Note 126, [p. 47]. A series of triangles. Let M Mʹ, fig. 31, be the meridian of any place. A line A B is measured with rods, on level ground, of any number of fathoms, C being some point seen from both ends of it. As two of the angles of the triangle A B C can be measured, the lengths of the sides A C, B C, can be computed; and if the angle m A B, which the base A B makes with the meridian, be measured, the length of the sides B m, A m, may be obtained by computation, so that A m, a small part of the meridian, is determined. Again, if D be a point visible from the extremities of the known line B C, two of the angles of the triangle B C D may be measured, and the length of the sides C D, B D, computed. Then, if the angle B m mʹ be measured, all the angles and the side B m of the triangle B m mʹ are known, whence the length of the line m mʹ may be computed, so that the portion A mʹ of the meridian is determined, and in the same manner it may be prolonged indefinitely.
Fig. 31.
Note 127, pp. [47], [49]. The square of the sine of the latitude. Q b m, fig. 30, being the latitude of m, e m is the sine and b e the cosine. Then the number expressing the length of e m, multiplied by itself, is the square of the sine of the latitude; and the number expressing the length of b e, multiplied by itself, is the square of the cosine of the latitude.
Note 128, [p. 48]. The polar diameter of the earth determined by the survey of Great Britain is 7900 miles; the equatorial is 7926, which gives a compression of 1⁄299·33.
Note 129, [p. 50]. A pendulum is that part of a clock which swings to and fro.
Fig. 32.
Note 130, [p. 52]. Parallax. The angle a S b, fig. 29, under which we view an object a b: it therefore diminishes as the distance increases. The parallax of a celestial object is the angle which the radius of the earth would be seen under, if viewed from that object. Let E, fig. 32, be the centre of the earth, E H its radius, and m H O the horizon of an observer at H. Then H m E is the parallax of a body m, the moon for example. As m rises higher and higher in the heavens to the points mʹ, mʺ, &c., the parallax H mʹ E, H mʺ E, &c., decreases. At Z, the zenith, or point immediately above the head of the observer, it is zero; and at m, where the body is in the horizon, the angle H m E is the greatest possible, and is called the horizontal parallax. It is clear that with regard to celestial bodies the whole effect of parallax is in the vertical, or in the direction m mʹ Z; and as a person at H sees mʹ in the direction H mʹ A, when it really is in the direction E mʹ B, it makes celestial objects appear to be lower than they really are. The distance of the moon from the earth has been determined from her horizontal parallax. The angle E m H can be measured. E H m is a right angle, and E H, the radius of the earth, is known in miles; whence the distance of the moon E m is easily found. Annual parallax is the angle under which the diameter of the earth’s orbit would be seen if viewed from a star.

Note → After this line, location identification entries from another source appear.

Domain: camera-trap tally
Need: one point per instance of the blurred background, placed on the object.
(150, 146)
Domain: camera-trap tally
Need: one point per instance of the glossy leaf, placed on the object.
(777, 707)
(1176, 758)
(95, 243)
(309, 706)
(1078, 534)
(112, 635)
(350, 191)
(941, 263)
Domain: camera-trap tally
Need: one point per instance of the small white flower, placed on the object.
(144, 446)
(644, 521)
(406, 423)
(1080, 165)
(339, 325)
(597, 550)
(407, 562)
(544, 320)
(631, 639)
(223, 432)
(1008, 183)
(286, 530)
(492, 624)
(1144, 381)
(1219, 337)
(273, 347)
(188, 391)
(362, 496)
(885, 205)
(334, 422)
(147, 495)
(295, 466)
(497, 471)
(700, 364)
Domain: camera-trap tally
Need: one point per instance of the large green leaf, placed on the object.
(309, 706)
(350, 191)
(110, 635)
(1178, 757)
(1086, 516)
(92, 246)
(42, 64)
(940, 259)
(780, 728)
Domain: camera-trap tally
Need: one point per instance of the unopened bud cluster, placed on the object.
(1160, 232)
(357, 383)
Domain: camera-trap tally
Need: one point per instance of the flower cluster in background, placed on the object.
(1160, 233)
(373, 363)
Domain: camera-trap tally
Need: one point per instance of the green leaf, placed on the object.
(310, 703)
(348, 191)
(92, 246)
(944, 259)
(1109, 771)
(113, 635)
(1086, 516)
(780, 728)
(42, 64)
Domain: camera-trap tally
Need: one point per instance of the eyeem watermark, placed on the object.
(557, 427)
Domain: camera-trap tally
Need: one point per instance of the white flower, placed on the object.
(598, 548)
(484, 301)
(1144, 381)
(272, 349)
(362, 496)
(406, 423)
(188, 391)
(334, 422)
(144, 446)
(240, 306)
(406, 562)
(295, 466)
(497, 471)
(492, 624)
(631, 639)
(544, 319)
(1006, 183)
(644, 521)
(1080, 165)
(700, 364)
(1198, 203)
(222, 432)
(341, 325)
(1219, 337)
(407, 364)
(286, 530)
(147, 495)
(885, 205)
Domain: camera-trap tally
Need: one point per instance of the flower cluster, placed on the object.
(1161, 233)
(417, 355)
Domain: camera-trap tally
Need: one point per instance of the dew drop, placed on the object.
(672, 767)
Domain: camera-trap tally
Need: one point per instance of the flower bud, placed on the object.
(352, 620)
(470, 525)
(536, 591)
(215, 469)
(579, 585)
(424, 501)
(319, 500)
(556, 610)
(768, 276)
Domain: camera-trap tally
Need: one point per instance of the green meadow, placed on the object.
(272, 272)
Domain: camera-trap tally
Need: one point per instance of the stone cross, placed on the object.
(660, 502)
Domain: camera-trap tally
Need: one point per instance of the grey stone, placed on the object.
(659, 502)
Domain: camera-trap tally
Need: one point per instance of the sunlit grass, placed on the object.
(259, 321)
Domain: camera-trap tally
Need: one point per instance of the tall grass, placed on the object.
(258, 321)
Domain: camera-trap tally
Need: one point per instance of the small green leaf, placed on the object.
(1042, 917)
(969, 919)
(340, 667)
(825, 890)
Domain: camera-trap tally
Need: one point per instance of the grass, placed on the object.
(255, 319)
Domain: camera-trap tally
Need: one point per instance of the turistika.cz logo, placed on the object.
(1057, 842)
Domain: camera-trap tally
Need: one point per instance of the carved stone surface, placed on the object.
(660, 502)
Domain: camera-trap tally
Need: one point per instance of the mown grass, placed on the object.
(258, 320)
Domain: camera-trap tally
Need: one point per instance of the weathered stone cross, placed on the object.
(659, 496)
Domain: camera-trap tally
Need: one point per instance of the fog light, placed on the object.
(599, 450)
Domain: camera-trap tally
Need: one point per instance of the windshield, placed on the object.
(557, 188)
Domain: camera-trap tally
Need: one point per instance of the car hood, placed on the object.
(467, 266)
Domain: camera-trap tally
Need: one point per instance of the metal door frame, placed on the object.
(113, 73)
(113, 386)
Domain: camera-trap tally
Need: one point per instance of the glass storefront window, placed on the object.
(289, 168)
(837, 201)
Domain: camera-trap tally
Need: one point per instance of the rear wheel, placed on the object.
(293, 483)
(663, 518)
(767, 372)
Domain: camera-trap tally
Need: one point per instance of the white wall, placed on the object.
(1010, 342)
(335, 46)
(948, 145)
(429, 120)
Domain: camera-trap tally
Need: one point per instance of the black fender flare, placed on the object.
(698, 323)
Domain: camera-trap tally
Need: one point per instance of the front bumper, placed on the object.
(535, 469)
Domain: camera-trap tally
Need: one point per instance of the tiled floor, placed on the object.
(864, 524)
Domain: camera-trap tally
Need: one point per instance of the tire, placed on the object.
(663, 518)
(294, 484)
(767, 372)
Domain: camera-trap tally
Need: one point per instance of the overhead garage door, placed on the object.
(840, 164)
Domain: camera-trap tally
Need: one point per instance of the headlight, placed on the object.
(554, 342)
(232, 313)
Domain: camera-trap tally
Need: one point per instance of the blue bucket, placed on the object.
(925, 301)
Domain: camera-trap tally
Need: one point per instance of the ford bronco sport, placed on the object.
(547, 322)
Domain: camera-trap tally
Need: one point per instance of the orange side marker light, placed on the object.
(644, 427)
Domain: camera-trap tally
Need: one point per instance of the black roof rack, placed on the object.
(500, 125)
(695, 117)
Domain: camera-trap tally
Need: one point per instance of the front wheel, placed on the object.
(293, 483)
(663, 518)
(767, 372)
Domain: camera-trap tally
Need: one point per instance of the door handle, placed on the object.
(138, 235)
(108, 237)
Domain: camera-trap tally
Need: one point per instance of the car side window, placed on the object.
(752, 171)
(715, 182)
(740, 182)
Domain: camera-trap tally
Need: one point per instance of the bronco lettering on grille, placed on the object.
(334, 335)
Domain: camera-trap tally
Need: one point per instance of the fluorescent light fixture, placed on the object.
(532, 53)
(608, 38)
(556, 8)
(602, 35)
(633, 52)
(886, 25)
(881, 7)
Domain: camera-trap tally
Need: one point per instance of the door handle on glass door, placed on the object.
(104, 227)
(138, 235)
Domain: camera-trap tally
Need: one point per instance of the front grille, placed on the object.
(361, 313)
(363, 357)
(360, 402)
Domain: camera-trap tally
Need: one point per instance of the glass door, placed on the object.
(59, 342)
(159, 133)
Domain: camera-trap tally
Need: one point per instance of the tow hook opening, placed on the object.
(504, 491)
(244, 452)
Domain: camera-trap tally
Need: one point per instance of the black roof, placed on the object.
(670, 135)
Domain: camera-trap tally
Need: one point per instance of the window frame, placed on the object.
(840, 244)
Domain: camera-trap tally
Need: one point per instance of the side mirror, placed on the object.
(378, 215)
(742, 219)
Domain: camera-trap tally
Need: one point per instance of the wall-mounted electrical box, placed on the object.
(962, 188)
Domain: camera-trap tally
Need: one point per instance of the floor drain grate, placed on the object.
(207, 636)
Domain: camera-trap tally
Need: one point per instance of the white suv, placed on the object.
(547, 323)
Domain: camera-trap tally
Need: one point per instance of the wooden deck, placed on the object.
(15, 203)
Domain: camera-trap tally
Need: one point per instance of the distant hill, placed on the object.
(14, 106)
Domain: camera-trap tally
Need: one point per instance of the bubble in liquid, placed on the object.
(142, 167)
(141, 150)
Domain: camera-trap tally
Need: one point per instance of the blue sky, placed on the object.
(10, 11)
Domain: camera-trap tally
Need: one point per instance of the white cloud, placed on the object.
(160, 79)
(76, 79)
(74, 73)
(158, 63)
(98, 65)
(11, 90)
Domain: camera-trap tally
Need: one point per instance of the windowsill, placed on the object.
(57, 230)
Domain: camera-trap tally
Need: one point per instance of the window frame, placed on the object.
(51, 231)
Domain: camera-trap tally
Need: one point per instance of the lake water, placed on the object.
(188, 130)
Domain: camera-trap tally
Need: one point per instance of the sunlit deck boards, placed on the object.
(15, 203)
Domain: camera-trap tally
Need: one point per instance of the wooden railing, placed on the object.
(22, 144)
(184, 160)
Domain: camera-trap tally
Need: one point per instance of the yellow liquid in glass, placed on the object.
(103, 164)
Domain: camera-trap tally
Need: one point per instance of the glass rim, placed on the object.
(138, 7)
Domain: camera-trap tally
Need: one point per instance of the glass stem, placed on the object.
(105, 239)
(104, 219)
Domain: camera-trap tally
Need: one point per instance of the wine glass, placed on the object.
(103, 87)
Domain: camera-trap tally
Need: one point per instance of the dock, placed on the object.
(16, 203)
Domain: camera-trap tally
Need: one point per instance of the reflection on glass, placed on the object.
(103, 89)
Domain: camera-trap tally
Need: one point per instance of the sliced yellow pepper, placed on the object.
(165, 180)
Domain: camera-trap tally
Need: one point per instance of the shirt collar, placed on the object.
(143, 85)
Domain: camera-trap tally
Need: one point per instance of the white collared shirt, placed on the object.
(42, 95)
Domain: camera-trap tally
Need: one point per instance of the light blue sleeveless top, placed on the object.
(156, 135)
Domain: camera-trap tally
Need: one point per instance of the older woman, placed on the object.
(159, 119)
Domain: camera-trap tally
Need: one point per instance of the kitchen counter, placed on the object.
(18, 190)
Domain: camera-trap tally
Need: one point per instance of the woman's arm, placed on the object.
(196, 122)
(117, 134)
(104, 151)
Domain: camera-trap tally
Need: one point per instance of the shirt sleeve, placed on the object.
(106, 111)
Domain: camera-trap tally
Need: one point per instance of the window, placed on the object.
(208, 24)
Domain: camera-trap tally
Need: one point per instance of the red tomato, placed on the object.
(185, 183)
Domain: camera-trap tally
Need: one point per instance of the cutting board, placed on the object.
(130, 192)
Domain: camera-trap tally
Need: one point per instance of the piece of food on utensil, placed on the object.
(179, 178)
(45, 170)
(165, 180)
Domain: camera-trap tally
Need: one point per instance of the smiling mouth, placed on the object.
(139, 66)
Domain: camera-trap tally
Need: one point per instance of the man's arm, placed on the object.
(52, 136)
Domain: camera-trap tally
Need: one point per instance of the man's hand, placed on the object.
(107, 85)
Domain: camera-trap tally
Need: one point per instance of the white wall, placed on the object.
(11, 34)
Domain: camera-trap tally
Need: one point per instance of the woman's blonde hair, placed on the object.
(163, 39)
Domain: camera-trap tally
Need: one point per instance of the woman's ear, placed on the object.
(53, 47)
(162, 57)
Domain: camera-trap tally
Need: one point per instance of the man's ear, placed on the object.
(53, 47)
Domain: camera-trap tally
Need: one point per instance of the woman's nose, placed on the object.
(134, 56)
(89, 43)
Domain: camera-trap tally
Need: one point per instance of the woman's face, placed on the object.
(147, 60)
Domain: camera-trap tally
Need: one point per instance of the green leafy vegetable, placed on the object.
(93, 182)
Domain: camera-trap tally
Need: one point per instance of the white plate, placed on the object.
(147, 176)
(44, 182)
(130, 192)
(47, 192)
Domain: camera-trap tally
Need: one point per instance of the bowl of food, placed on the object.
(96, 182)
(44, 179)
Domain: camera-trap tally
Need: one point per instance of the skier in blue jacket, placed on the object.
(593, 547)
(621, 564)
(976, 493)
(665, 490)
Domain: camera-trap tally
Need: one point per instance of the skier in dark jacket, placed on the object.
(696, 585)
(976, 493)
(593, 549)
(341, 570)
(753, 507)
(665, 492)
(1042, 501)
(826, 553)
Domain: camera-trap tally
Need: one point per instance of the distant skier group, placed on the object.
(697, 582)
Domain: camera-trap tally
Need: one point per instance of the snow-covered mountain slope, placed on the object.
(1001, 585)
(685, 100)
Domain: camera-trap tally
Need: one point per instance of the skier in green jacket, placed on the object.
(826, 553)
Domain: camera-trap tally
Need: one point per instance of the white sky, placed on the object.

Note 131, [p. 52]. The radii n B, n G, &c., fig. 3, are equal in any one parallel of latitude, A a B G; therefore a change in the parallax observed in that parallel can only arise from a change in the moon’s distance from the earth; and when the moon is at her mean distance, which is a constant quantity equal to half the major axis of her orbit, a change in the parallax observed in different latitudes, G and E, must arise from the difference in the lengths of the radii n G and C E.